If his performance in Greenberg has anything to say of it, I certainly hope so.

The story up to now ...

In the last two months, these things have happened:

1.  I quit my long-time job at Light In The Attic Records in the hopes that I could focus on my own projects.  This created the near perfect situation where I work for barely three days a week, still managed to live in a fantastic part of the city, and had four days to focus on my true loves: films, films, and films. 

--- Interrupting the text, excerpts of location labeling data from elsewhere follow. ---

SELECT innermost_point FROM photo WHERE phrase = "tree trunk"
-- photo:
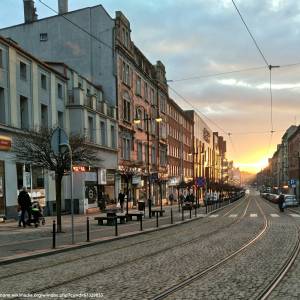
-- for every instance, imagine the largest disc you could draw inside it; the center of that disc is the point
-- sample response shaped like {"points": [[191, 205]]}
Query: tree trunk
{"points": [[58, 180]]}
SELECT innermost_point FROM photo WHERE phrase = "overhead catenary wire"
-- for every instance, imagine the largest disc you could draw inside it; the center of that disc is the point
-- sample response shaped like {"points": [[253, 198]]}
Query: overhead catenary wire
{"points": [[79, 27], [251, 35]]}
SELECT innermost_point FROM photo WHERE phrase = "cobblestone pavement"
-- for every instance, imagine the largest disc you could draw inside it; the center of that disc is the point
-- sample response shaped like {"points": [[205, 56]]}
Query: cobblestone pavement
{"points": [[142, 266], [246, 275], [111, 256], [15, 240]]}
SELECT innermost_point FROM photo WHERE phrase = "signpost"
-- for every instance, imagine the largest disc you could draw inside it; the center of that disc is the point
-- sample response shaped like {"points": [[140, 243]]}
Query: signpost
{"points": [[59, 141]]}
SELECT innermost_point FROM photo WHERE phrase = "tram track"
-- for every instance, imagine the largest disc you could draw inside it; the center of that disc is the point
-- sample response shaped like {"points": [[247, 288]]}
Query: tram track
{"points": [[288, 263], [198, 275], [135, 259]]}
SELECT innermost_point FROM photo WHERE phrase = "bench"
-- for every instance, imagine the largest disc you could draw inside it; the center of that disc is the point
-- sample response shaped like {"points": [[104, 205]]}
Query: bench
{"points": [[156, 211], [110, 220], [137, 214]]}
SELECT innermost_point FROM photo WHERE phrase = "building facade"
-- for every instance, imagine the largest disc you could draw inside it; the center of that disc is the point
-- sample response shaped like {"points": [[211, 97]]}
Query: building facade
{"points": [[32, 95], [142, 94], [180, 151]]}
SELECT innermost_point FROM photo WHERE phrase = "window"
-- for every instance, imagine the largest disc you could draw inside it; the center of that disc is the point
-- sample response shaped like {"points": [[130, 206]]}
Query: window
{"points": [[24, 121], [60, 118], [43, 37], [139, 116], [113, 136], [138, 90], [139, 151], [23, 71], [103, 133], [153, 154], [90, 129], [126, 108], [126, 148], [44, 116], [59, 91], [2, 106], [146, 91], [1, 58], [43, 81]]}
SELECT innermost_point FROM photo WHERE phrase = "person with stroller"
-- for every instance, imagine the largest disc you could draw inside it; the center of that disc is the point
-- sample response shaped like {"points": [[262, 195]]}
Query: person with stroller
{"points": [[36, 212], [24, 202]]}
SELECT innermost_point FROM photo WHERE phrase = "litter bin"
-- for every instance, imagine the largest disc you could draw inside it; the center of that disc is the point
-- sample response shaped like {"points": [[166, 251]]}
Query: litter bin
{"points": [[141, 205]]}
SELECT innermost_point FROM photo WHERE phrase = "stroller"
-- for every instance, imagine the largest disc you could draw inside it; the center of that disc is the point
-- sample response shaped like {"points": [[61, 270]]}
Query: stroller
{"points": [[37, 216]]}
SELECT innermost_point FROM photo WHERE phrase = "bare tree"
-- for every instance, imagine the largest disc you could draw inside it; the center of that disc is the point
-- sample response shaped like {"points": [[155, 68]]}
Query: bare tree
{"points": [[34, 147]]}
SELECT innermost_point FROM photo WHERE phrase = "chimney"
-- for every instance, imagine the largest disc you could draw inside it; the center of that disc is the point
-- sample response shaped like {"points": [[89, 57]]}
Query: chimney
{"points": [[62, 7], [29, 11]]}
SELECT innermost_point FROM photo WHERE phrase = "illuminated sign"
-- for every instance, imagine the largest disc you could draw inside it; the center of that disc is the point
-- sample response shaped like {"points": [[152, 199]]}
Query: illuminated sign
{"points": [[79, 169], [5, 143], [206, 135]]}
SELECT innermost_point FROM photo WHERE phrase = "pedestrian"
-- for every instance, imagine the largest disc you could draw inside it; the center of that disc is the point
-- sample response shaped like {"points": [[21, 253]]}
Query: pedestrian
{"points": [[121, 199], [281, 202], [24, 202]]}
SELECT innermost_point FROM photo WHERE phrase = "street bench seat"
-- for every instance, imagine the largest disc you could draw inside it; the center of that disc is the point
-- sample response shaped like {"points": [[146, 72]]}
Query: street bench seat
{"points": [[156, 211], [137, 214]]}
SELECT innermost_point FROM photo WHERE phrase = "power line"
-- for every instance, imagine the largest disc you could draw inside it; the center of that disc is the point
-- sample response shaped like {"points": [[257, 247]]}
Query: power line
{"points": [[259, 50], [79, 27]]}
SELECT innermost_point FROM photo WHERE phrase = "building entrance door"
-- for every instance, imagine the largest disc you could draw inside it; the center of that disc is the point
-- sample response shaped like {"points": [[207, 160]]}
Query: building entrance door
{"points": [[2, 188]]}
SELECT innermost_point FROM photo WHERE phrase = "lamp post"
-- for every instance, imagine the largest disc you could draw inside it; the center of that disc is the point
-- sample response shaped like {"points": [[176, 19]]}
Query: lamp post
{"points": [[138, 120]]}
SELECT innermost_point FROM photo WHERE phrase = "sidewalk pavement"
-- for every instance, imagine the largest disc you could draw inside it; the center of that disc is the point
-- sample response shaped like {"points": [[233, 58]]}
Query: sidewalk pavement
{"points": [[20, 242]]}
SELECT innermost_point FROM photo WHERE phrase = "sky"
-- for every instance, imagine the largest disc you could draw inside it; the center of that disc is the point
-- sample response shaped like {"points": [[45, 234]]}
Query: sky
{"points": [[197, 38]]}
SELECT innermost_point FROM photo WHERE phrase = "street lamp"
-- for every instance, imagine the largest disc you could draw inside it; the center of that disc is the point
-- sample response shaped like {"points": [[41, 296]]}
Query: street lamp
{"points": [[137, 121]]}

2.  Literally a week after deciding that LITA was no longer the home I wanted to have, I received an email from another blog I write for informing me that with the lightest flick of the wrist I would now be on a screener list for the greater San Francisco area.  This would mean that nearly any and all films that opened on the big screen in my area, the Yay Area, I would be invited to, sans payment, to reflect upon and then review.  Life long goal accomplished.  Pop the bubbles, turn on the hottub, cook up a steak.

3.  For the last three, maybe four weeks, I've literally been immersed in film.  I worried at first that because of Side One: Track One's smallish readership that perhaps I would only be invited to the films that every outlet was allowed.  Or even worse I be shuffled in to side theaters to see made-for-television melodramas and focus group discussions.  As I often do when presented with anxiety, I started knockin' on doors to make sure that all was right and the floodgates were open for Hurricane Noah to slide through.  I've been sending emails, by the bucket full, to those in charge of screeners to make sure that the films that are being released each and every week are being viewed ... by me.  My first week I saw three films, then two, films and now steadily, for the last two I've seen four films a week, sometimes two a day.  A literal engorgement of cinema.  I'm bloated, but Jesus, if this isn't the life for me.

You can follow my reviews, for the moment at Side One: Track One, and I'll surely be linking to each and every film as I review them.

4.  On top of that, my beautiful Criterion Conquistador has started a new business involving the excavation and sale of dead people's effects.  The talented lady, and her equally talented business partner are in all engines go mode and as a diligent supporter (and infatuated follower) I've been assisting as much as possible.  Eleven hours spent amidst Jesus paraphernalia and rat shit, as you might imagine, can be a bit exhausting.

5.  Thus my Quest, my sweet sweet Quest, has fallen behind a bit.  I've been festooned amongst Jacque Tati's near-silent masterworks for weeks now, and with four films bubbling up on the horizon and a trip to San Luis Obispo and, and, and ... well, lets just say it might be a while.  But in the meantime, as I've said recently and frequently, this blog will continue, and for god's sake it will be more about film and my increasing love for it, than ever before.

Stay with me people.  Stay with me.


Criterion Counsel: Have spent the last three days watching Manhattan.  The French must be put on hold when Manhattan comes a-callin'.